Diversification Benefits. Currencies have the potential to provide diversification to an overall portfolio given their historically low to moderate correlations to traditional asset classes, such as stocks and bonds.
Active Currency Management. Offering flexibility to actively manage both long and short currency positions enabling the fund to pursue opportunities in various market environments regardless of the direction of the currency markets.

Forex Trading Methodology & Risk Management

STRINGENT AND SELF-ADJUSTING RISK CONTROL.

Each currency is automatically "micro-managed" using dynamic self-adjusting risk control measures that generate their unique stop placement, trailing stops and profit targets based on their individual volatility characteristics.

Once in a trade, the system will exit a position in one of the three (3) ways:

Initial protective stop-loss — control market exposure risk.
Trailing stop — to reduce trade exposure and lock in profits.
Profit target — to capture explosive moves that might not otherwise be realized because at certain times markets will quickly return to previous levels.

HOW RISK CONTROL AND PROFIT OBJECTIVES WORK.
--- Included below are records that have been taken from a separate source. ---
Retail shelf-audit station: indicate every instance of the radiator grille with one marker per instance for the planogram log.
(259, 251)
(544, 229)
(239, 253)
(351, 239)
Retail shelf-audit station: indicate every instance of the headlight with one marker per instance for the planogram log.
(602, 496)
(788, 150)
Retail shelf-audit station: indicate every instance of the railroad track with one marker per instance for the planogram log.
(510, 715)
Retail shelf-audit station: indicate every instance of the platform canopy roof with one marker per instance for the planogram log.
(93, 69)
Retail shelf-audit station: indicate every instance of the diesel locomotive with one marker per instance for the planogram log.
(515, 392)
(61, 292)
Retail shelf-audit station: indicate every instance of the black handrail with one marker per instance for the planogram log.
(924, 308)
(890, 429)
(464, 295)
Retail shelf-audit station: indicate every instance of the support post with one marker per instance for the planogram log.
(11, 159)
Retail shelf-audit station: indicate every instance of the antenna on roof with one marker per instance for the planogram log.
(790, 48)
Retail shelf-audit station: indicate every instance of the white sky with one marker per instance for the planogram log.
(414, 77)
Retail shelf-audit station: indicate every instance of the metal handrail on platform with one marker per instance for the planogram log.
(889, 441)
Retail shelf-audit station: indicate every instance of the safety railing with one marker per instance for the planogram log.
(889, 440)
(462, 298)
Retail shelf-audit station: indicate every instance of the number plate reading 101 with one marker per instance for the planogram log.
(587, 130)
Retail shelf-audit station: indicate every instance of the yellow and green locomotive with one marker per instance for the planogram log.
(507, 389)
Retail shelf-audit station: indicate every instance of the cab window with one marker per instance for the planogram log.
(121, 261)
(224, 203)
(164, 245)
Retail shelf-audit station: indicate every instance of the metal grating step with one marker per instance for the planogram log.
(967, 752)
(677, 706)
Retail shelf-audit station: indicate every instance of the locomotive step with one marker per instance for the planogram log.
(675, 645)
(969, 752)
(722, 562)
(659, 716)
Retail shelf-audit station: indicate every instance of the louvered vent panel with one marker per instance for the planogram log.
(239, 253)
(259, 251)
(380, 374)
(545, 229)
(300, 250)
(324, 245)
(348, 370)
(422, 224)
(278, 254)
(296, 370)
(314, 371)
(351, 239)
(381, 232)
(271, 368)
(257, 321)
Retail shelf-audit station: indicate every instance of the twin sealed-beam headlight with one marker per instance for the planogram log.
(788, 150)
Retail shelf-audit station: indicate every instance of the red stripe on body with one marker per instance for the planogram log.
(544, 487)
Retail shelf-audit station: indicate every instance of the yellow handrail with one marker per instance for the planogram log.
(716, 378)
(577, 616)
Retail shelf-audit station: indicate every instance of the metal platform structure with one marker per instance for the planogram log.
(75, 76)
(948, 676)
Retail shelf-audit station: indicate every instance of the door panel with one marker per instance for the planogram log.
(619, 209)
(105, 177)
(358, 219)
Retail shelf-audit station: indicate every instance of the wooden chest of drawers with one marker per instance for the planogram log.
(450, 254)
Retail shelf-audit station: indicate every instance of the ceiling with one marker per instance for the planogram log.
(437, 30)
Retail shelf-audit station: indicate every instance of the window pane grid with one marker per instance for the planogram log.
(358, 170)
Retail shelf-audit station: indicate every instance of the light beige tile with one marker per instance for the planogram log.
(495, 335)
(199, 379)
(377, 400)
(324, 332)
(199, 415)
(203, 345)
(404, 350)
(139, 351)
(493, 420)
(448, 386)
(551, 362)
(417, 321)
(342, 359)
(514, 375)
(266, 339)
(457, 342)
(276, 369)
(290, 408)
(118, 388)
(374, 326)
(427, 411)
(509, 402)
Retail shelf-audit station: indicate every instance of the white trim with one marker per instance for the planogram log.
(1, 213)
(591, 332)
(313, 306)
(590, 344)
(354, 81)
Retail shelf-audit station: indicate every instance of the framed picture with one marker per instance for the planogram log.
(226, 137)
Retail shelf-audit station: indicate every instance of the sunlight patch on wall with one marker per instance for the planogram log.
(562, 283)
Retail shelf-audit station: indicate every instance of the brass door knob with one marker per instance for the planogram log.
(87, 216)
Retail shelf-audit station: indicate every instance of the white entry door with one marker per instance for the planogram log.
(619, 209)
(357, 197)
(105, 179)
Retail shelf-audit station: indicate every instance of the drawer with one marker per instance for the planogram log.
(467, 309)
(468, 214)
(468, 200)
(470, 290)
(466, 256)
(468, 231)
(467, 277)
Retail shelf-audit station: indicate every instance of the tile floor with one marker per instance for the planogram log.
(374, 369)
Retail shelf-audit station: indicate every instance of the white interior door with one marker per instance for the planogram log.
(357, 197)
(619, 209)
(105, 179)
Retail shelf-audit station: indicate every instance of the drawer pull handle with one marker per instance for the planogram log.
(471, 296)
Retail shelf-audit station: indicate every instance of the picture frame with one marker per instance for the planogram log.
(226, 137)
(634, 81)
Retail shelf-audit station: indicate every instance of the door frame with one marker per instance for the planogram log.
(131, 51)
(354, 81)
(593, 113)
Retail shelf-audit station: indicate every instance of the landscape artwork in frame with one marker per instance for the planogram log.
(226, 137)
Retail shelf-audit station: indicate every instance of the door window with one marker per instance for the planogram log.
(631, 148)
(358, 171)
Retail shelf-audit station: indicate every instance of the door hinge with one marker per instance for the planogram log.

At the time an entry signal is issued, the Foreign Exchange Management Algorithm will issue an initial protective stop. Stop-loss orders are continually adjusted to create break-even or a minimum profit on any given trade or series of trades. If a trade moves in the anticipated direction, then a trailing stop will take over from the initial protective stop to reduce individual trade exposure and then to lock in market profits. If the market continues to move in a favourable direction, and/or if the market makes and a quick explosive move in the correct direction, the position will reach the profit target for a sizable gain. Conversely, if a market does not move in the anticipated direction, the program will stop out the position will with an acceptable loss.

STOP LOSS.

A stop loss is a type of order which will automatically close a trade at a set level in order to prevent further losses. If a buy order has been placed, then the stop level is set at a price that is lower than the buying price. A trailing stop loss of either 5% or 10% is normally attached to all retail accounts. This means that if the value of any account suffers losses of 5% from its all-time high then the account is automatically suspended until we have received written instructions from our client to either terminate or reactivate the account. The beauty of the trailing stop loss is that as the value of the Premier Managed Account increases the profits are locked in and are protected against potential future losses.